Definition
False sensations produced by the eyes and the inner ear that cause a pilot to incorrectly perceive the aircraft's attitude, position, or motion in space, especially when outside visual references are reduced or lost. These illusions arise because the human balance and vision systems were designed for movement on the ground, not for the sustained accelerations, banks, and three-dimensional motion of flight, and they can cause a pilot to believe the aircraft is doing something different from what the instruments show.
Plain English
Tricks your eyes and inner ear play on you in flight that make you feel like the aircraft is doing one thing when it's actually doing another. They become dangerous when you can't see a clear horizon and start trusting the false feeling instead of your instruments.
Context Anchor
Seen in instrument flying, night flying, cloud, haze, and any situation where the pilot cannot use a clear natural horizon.
Derivation
An illusion is something perceived that isn't really happening as it appears. Spatial means relating to position in space, and disorientation means losing your sense of where you are or which way is up.
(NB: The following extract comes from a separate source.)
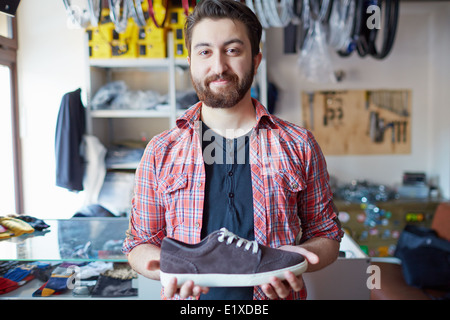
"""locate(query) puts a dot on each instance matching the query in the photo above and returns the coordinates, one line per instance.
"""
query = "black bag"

Together: false perceptions that cause a pilot to lose track of the aircraft's true attitude or position.
Why Pilots Care
Unrecognized illusions can lead to loss of aircraft control and fatal accidents if the pilot fails to rely on instruments.
Analogy
Like sitting in a parked train that feels like it is moving forward when the train beside you pulls away.
Grounding Statement
In cloud or darkness, your body may feel straight and level even when the airplane is actually turning.
Intuition Check
Do not assume an illusion means the pilot is imagining things or being careless. In aviation, an illusion can be a normal false signal from the eyes or body, and it can feel completely real.
Example Sentence 1
After entering the clouds, the pilot felt the aircraft was banking left, but the attitude indicator showed wings level, a classic example of the illusions leading to spatial disorientation.
Example Sentence 2
Training covers illusions leading to spatial disorientation so pilots learn to ignore false sensations during night or IMC flight.